Whether Mounties having quicker access to information regarding the mental health of Jeffrey Scott Hughes could have prevented his death can never be known.
The fact is that when officers responded to a noise complaint on Oct. 23, 2009, and found an obviously troubled Hughes uttering threats and later brandishing what appeared to be a handgun, they could not immediately get information about his mental health background.
The escalating events that ensued ultimately led to Hughes’s death.
While knowing more about Hughes’s troubled past might not have been enough to prevent his death that day, the recommendation of the coroner’s jury that such information sharing be enhanced is of utmost importance.
The job of a police officer is far more than catching criminals and handing out speeding tickets.
Police are asked to play countless and varied roles every day. The types of calls and complaints to which they respond are numerous, each requiring a different set of skills and expertise.
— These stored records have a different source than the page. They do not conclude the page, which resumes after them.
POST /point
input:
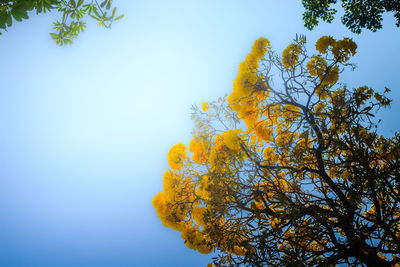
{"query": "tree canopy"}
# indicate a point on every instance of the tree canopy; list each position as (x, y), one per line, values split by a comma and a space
(73, 13)
(359, 14)
(288, 173)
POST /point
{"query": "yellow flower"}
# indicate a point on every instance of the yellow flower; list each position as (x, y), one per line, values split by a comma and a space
(232, 139)
(199, 149)
(323, 43)
(343, 48)
(290, 55)
(316, 66)
(204, 107)
(176, 156)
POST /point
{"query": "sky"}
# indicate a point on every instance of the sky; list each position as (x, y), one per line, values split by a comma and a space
(85, 129)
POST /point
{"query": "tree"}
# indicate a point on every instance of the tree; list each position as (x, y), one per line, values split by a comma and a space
(359, 14)
(288, 174)
(71, 24)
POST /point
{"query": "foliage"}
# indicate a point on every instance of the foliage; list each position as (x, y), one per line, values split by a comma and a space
(71, 24)
(293, 174)
(359, 14)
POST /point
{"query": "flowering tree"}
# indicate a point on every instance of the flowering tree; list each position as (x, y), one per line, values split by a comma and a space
(291, 174)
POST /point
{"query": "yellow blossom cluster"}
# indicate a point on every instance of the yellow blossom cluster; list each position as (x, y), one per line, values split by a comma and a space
(176, 156)
(247, 82)
(290, 55)
(199, 148)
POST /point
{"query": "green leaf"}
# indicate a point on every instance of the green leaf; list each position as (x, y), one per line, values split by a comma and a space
(103, 3)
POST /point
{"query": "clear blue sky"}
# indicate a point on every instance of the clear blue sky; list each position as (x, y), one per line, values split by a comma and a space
(85, 129)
Perhaps chief among those skills is the ability to respond appropriately to mental health issues – many of the people with whom police come in contact are dealing with some form of mental health difficulty.
Police are often, by default, front-line mental health workers. While many of those complaints are not criminal, they often require police assistance to diffuse the situation, after which health professionals take the reins.
As such, it is vital that mental health professionals and police have a integral communication link.
That information could well prove crucial in preventing critical situations.